Created on 11-14-2017 09:11 AM - edited 09-16-2022 05:31 AM
Hi,
How is data replicated in Kudu? My understanding is that kudu has one replica of all data and 2 replicas with operational logs. From the apache docs i get this "Kudu does not replicate the on-disk storage of a tablet,
but rather just its operation log. The physical storage of each replica of a tablet is fully decoupled."
In case of a disk failure, if the disk contains the actual data and not operation log, how is it recovered??
Created 11-15-2017 01:12 PM
Somewhat. Take a look here for more details about the relationship between tablets and tablets: https://kudu.apache.org/docs/schema_design.html
There's an important distinction to be made: a tablet is a logical concept (it's a chunk of a table); a replica is a copy of a single tablet. There may be many replicas of a single tablet, depending on the user-specified properties of the table.
E.g. say I have "Table 1" with replication factor 3. This means that every tablet belonging to "Table 1" will always try to maintain 3 replicas/copies. Say "Table 1" has two tablets, "A" and "B", each will have three replicas. A replica of "A" could fail due to a server failure or somesuch, in which case "A" will try to replicate back up to having 3 healthy replicas. This is completely orthogonal to "B".
So yes, a tablet maintains its operational log, but also all of the data associated with it, because it is just a chunk of a table.
Hope this helped!
Created 11-14-2017 10:32 AM
Hi Rajesh,
Right, Kudu replicates data logically to multiple tservers based on each table's replication factor (typically 3), and in doing so, writes are only considered successful once durably written to a majority's write-ahead logs. From then on, each tserver can maintain the data via flushing and compactions, "decoupled" from the writes to the log.
Currently, in cases of disk failures, the single failed node will crash. Because the data is written to at least a majority, Kudu "re-replicates" back up to full replication, i.e. all of the tablets that lost a replica because of the crash will notice that one of the servers is down and make a new copy on another healthy server.
Created on 01-01-2018 06:53 PM - edited 01-01-2018 11:20 PM
Hi Awong,
Right, Kudu replicates data logically to multiple tservers based on each table's replication factor (typically 3), and in doing so, writes are only considered successful once durably written to a majority's write-ahead logs. From then on, each tserver can maintain the data via flushing and compactions, "decoupled" from the writes to the log.

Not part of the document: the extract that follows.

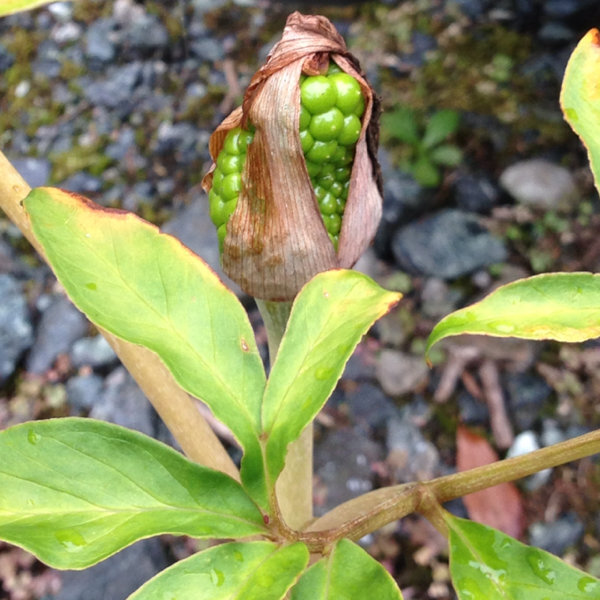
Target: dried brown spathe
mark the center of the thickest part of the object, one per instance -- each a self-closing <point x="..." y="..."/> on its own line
<point x="276" y="240"/>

After the flushing and compaction of tserver, each tablet will have 2 physical replications. And the subsequent CLOSEST_REPLICA scan don't have to compact the wal, is this right?
Best regards,
Tony
Created 01-02-2018 01:56 PM
I'm not Andrew but I don't understand your question. Tablet replicas are flushed and/or compacted independently of one another, which means the physical layout of each one may be different; thus it would be incorrect to consider them "physically replicated".
Furthermore, all scans (whether CLOSEST_REPLICA or otherwise) are read-only operations and thus don't trigger WAL garbage collection or any other kind of read-write server-side action.
Created 01-02-2018 05:09 PM
Hi adar,
I think I already get the answer from your post. Maybe the following explanation can clarify my original question.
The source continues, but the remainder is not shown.